The obtained results confirmed that different isolates of B. thuringiensis are present in different localities of City Jhelum and the soil contaminated with cow dung showed greater number of isolates (Obiedat et al., 2000). Unlike this study, Hongyu et al. (2000) and Bernhard et al. (1997) reported that B. thuringiensis is more abundant in stored product environments than soil. Isolates of B. thuringiensis can be isolated from all areas of City Jhelum. Soil and Cow dung are the main sources of B. thuringiensis (Martin & Travers 1989; Obiedat et al., 2007). This study also showed that isolates could be changed in different areas and different types of samples.

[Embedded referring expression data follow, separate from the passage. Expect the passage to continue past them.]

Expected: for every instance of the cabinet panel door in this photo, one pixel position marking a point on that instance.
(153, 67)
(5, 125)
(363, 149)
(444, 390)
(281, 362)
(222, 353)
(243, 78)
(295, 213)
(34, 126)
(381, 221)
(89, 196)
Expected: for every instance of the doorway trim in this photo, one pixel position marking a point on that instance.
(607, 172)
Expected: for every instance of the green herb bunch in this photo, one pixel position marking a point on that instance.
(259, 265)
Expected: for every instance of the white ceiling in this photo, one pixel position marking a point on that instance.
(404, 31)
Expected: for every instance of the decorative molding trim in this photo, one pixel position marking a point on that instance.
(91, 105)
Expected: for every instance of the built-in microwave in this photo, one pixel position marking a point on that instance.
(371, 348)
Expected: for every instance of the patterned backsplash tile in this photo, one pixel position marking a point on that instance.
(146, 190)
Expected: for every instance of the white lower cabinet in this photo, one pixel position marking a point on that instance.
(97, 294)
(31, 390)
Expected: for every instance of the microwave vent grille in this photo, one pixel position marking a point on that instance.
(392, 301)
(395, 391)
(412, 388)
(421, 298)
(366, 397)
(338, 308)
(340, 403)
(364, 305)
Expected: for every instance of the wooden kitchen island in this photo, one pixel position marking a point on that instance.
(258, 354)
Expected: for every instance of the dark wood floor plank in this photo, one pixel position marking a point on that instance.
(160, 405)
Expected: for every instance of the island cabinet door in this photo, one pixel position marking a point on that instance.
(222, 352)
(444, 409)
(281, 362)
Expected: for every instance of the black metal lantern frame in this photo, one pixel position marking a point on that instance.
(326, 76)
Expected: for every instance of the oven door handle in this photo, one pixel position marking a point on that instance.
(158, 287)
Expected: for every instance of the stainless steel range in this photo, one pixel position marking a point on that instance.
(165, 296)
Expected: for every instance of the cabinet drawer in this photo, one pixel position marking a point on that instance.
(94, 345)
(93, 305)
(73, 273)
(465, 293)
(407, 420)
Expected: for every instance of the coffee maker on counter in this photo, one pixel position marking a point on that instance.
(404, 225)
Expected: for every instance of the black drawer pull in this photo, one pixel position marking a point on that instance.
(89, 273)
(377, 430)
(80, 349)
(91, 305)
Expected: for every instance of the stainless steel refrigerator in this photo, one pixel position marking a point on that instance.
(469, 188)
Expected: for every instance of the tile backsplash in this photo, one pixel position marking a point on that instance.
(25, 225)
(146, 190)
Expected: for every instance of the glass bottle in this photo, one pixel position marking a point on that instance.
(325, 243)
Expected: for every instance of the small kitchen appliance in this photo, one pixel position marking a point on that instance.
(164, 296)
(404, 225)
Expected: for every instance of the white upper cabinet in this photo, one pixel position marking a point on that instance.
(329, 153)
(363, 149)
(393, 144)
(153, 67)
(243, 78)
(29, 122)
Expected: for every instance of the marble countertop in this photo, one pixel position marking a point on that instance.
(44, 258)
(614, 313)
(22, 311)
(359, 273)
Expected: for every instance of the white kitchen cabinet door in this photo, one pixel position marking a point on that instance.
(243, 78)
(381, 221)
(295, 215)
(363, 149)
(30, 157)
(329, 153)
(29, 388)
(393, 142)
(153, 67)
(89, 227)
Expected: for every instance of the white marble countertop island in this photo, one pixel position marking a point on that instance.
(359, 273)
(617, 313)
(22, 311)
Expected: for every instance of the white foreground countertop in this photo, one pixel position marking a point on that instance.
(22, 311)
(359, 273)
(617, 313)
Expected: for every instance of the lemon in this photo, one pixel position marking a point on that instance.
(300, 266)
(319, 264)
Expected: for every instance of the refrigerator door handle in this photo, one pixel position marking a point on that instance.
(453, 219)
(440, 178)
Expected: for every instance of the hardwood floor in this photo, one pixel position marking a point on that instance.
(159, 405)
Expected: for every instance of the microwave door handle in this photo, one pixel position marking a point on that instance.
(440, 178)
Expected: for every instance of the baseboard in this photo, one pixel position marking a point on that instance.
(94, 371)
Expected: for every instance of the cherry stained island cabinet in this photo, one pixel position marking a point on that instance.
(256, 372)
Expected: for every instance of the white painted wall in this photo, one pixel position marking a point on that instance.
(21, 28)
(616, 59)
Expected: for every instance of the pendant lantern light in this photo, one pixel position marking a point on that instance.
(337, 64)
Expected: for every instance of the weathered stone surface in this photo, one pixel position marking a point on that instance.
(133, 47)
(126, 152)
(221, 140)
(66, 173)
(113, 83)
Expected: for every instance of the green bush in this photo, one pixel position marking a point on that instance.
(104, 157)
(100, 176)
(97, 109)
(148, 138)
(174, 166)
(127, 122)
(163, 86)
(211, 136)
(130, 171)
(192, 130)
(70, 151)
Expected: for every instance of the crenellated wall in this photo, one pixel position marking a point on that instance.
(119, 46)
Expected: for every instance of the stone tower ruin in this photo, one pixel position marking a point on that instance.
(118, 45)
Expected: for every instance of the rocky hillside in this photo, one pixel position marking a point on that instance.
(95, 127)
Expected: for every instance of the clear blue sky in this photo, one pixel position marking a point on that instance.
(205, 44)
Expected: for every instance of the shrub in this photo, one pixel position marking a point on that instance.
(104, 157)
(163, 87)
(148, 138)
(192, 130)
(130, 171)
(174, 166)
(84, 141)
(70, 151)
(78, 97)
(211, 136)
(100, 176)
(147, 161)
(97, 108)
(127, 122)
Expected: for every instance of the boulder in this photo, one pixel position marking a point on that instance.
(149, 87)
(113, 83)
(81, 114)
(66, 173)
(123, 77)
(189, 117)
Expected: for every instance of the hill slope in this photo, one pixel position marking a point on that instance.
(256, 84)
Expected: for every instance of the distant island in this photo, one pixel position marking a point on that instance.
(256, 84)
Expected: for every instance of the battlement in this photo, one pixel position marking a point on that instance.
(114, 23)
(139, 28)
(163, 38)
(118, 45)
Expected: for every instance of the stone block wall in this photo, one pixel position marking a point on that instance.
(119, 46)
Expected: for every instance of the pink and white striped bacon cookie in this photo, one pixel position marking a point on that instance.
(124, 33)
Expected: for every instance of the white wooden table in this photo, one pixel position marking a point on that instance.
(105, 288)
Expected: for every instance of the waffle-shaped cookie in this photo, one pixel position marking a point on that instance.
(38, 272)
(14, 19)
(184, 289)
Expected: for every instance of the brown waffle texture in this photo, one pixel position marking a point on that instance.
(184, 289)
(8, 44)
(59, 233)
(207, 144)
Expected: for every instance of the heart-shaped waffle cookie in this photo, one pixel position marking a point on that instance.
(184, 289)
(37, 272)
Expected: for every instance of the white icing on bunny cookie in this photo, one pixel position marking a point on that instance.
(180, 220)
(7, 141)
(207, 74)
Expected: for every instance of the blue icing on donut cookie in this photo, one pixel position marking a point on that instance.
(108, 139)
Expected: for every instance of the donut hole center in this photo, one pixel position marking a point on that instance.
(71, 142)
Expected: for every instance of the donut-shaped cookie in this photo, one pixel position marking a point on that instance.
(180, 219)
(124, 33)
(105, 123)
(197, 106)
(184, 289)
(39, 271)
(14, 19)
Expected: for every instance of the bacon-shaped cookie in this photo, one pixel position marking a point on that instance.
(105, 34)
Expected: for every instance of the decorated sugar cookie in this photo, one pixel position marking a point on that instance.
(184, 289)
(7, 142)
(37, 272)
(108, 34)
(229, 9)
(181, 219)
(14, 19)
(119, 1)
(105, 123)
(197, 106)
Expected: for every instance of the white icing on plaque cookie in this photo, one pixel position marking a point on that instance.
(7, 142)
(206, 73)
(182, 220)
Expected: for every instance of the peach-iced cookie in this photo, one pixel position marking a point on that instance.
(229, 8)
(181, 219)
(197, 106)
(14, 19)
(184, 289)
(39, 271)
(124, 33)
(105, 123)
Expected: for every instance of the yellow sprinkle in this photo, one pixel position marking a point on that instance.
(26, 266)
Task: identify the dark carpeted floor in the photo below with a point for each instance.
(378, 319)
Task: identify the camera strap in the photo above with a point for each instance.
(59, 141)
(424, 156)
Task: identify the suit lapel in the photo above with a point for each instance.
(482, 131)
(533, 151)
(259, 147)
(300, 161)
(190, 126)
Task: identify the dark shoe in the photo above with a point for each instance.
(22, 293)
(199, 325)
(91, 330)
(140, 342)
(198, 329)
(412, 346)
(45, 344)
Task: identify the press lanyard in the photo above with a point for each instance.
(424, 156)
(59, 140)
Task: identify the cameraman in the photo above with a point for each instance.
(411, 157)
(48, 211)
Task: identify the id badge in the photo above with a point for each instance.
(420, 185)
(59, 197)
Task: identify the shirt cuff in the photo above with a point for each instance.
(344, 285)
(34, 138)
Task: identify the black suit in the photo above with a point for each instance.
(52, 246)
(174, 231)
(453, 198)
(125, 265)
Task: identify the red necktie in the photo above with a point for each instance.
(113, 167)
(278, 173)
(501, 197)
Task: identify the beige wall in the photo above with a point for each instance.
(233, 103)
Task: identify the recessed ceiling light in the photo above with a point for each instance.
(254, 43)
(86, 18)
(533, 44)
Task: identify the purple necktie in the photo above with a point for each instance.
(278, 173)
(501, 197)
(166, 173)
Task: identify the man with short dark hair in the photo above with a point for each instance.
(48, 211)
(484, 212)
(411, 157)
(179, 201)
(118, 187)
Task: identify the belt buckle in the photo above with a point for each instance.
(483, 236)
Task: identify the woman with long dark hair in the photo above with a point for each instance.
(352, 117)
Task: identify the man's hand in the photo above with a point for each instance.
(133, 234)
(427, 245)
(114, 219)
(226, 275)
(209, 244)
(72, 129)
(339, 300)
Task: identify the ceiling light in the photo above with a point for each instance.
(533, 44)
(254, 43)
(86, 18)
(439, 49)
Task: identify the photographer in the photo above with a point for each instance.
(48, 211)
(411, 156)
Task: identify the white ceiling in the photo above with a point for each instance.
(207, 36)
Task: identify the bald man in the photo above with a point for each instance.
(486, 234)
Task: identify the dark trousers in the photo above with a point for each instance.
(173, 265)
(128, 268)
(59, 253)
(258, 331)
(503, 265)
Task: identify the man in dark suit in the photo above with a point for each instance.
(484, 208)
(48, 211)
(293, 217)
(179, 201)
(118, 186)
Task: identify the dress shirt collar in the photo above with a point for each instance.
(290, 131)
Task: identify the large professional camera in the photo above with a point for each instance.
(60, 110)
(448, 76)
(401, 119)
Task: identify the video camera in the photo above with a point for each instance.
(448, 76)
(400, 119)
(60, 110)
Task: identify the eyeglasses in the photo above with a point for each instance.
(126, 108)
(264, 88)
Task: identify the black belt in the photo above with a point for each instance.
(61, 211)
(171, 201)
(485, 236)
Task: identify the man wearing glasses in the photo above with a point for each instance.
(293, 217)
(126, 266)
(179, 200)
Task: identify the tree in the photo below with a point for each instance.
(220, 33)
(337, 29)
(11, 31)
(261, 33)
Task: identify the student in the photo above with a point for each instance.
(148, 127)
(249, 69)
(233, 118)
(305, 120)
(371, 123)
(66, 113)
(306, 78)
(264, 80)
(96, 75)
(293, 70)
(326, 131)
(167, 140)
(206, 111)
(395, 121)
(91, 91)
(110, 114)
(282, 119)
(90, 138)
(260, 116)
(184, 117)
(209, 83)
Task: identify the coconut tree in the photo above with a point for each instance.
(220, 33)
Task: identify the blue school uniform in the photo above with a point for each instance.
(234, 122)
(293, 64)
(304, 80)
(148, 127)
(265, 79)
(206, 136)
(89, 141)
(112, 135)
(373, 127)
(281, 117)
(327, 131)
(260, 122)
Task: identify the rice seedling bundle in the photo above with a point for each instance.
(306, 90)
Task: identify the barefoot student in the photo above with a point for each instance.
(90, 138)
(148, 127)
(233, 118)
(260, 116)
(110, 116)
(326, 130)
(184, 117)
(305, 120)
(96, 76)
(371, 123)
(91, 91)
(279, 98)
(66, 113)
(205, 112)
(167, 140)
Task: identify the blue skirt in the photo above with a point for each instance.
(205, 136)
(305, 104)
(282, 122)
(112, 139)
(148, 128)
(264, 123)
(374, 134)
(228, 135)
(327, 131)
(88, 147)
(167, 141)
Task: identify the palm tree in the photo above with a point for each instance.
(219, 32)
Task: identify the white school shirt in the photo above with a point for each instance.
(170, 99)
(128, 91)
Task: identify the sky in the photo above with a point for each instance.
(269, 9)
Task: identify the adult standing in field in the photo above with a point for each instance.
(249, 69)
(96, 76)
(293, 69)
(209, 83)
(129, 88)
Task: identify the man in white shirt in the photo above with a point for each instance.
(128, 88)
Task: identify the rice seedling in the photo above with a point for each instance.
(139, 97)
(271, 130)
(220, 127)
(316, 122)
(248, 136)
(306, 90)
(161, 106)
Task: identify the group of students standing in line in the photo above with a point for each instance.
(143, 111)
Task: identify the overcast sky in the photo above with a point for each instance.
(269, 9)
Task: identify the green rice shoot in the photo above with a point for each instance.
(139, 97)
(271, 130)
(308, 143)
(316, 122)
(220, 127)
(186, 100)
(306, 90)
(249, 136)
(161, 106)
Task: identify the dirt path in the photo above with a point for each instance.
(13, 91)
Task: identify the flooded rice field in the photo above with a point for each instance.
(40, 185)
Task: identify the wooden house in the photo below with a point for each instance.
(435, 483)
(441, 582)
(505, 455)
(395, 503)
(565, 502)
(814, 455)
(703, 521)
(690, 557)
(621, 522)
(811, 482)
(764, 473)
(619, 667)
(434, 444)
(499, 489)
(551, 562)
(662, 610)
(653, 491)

The present research was done on isolation of B. thuringiensis from different localities of City Jhelum. B. thuringiensis was isolated in greater number from different habitats such as soil, cow dung, bird dropping and dust. It was clearly shown in the result that all the samples from different areas contain different isolates of B. thuringiensis. Overall five types of isolates were observed and their percentages in different samples deviate from each other. This shows that different isolates of B. thuringiensis are present in different localities of City Jhelum. These isolates could be utilized for production of bioinsecticides, aiming to reduce the use of chemical insecticides.
B. thuringiensis may be safely used for the control of insect pests of agricultural crops and forests.
It may be used against different insect species to check against which insect it is more active.
Isolated strains of B. thuringiensis and their toxins can be used to make effective formulations against agriculturally important insect pests.
B. thuringiensis can be used in the development of transgenic insect resistance plants.
It can be used for genomic studies in order to obtain new strains.
Further studies can be done on cloning and characterization of different cry genes from these new isolates of B. thuringiensis that will be useful to use in integrated pest management for sustainable agriculture.